TIMELAPSE PROJECTION VIDEO

Òran nan Clachan: Song of the Stones

Watch and discover the powerful role language has played in Scotland’s history and heritage through our visual spectacle. Historic Environment Scotland commissioned Double Take Projections to create this video to launch their new Gaelic Language Plan.

See it in action

HOW WE DID IT

Gaelic and Scots in the Historic Environment

Client – Historic Environment Scotland
Location – Various HES sites across Scotland including; Kisimul Castle, Barra; Dunstaffnage Castle, Oban; Kildrummy Castle, Alford; Ruthven Barracks, Kingussie; Urquhart Castle, Inverness; Crossraguel Abbey, Maybole; Elgin Cathedral, Elgin; Broughty Castle, Broughty Ferry; Corgarff Castle, Strathdon.
Date – Summer 2018
Project Partners – Daibhidh Eyre
Project Spec – 4 x PT-RZ21K 21,000 Lumen Laser Projectors

Gaelic Language Plan

Launching their new Gaelic Language Plan, Historic Environment Scotland commissioned Double Take Projections to create a visual spectacle by projecting a poem in Gaelic and Scots onto eight historical sites across the country. The poet Daibhidh Eyre was commissioned to write the poem in Gaelic and Scots specifically for the film.

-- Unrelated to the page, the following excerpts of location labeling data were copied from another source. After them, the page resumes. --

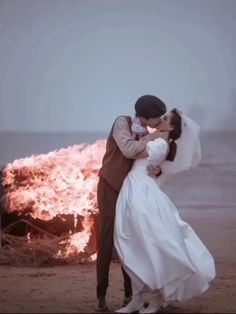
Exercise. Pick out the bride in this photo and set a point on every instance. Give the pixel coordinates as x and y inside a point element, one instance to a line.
<point>161,253</point>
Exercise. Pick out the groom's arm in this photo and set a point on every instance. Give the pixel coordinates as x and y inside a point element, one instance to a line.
<point>129,147</point>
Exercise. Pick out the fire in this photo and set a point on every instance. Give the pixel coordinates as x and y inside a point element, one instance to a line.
<point>61,182</point>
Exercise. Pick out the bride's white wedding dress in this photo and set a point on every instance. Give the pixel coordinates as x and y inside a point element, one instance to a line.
<point>156,247</point>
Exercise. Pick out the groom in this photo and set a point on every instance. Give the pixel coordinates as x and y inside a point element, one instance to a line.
<point>121,150</point>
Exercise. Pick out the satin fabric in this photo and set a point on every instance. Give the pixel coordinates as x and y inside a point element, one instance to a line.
<point>155,246</point>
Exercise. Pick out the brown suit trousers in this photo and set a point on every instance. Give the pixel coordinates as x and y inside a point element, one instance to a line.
<point>106,198</point>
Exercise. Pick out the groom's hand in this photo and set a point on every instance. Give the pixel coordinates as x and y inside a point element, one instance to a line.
<point>153,170</point>
<point>159,133</point>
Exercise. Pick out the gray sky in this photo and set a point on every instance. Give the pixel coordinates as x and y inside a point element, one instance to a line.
<point>75,65</point>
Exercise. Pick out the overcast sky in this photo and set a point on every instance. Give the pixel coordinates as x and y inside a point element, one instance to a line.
<point>75,65</point>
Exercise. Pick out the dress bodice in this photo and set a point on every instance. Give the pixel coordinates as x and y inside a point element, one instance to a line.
<point>157,150</point>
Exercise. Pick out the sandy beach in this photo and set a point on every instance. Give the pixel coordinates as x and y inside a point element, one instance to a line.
<point>71,289</point>
<point>205,198</point>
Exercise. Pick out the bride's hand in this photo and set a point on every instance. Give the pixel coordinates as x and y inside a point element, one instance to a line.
<point>159,133</point>
<point>153,170</point>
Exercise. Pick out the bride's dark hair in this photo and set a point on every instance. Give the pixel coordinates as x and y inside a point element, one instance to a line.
<point>174,134</point>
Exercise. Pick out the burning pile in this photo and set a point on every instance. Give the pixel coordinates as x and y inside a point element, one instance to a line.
<point>44,187</point>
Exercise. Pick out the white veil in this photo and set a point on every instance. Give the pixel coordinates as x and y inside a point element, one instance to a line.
<point>188,152</point>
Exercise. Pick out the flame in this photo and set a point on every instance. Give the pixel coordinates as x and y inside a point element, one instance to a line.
<point>63,181</point>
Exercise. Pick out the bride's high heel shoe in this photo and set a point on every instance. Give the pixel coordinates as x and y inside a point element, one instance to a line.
<point>155,303</point>
<point>134,305</point>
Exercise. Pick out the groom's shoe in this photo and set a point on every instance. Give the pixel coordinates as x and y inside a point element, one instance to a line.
<point>126,300</point>
<point>101,306</point>
<point>154,305</point>
<point>133,306</point>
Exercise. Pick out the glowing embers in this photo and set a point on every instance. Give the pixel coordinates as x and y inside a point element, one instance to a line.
<point>61,184</point>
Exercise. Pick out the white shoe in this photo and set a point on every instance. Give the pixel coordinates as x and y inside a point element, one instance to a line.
<point>154,305</point>
<point>134,305</point>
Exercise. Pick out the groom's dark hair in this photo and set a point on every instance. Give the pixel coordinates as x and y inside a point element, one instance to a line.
<point>149,106</point>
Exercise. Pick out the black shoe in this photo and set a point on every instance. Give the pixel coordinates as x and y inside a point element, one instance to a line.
<point>126,300</point>
<point>102,305</point>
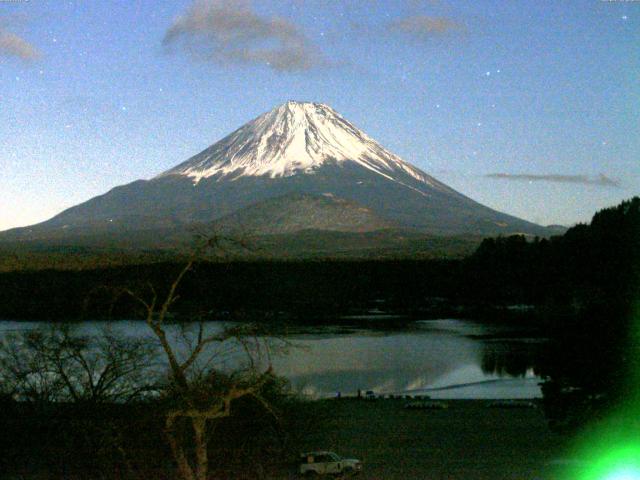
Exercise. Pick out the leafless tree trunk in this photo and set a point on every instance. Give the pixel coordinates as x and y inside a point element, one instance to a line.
<point>195,408</point>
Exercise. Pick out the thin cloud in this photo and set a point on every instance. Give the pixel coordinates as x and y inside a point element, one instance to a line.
<point>230,32</point>
<point>11,45</point>
<point>425,26</point>
<point>599,180</point>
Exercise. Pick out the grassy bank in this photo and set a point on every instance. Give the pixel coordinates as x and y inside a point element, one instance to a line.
<point>467,440</point>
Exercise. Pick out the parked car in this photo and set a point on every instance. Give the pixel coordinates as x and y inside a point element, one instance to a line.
<point>328,463</point>
<point>425,405</point>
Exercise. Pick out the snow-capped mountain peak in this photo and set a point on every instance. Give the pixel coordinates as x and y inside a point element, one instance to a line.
<point>294,138</point>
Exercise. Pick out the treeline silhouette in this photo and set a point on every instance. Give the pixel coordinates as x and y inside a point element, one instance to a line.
<point>562,277</point>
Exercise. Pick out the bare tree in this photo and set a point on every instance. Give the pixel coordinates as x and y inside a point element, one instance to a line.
<point>200,391</point>
<point>60,364</point>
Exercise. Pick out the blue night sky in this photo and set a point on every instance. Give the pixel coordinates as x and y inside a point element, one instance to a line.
<point>532,108</point>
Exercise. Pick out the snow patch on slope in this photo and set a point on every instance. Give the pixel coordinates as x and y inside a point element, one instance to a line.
<point>296,138</point>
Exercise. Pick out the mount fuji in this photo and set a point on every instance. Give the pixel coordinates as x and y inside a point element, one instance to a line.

Historic Environment Scotland wanted to highlight the associations that our historical sites have with Gaelic and Scots language and culture while demonstrating the importance of these cultures to Scotland’s history and heritage. The aim of The Gaelic Language Plan is to encourage staff to learn the language, where possible, and highlight the influence of Gaelic on the history of its sites and objects in its care.

Visualising the Connection

Shooting Òran nan Clachan using time-lapse photography was the perfect option, not only to showcase the projections but to communicate the beauty and wonder of some of Scotland’s historic sites and monuments. Shooting in RAW format was incredibly time consuming but allowed us to pick out a massive amount of the monuments’ details, including the environmental elements around them. Time-lapse offers the ability to see the surrounding elements sped up as time advances – a perfect way of visualising the connection between Gaelic & Scots and their material culture.

The Double Take Projections team’s first port of call was to consult the moon cycle over the chosen shoot months. When filming a projection through timelapse, the environment around the projection relies on ambient light to be balanced in exposure. We felt this would be best achieved naturally, rather than artificially, and so the project was dictated by when the moon was most active. As the film was shot over the summer months, we were shooting late into the wee hours of the morning. Due to the sun setting later the further north you travel; we did not get started shooting on Kisimul Castle on Barra until well after 11 pm.

Achieved Naturally

“I thoroughly enjoyed working with the Double Take team to launch our Gaelic Language Plan 2018 – 2023 with a projection and film project utilising historical sites as a poetic canvas. From concept development and planning, through working on logistics, shooting and creating the final product, Double Take were highly impressive in their competent, creative and professional manner. I would definitely work with them again, and would suggest that others do also.”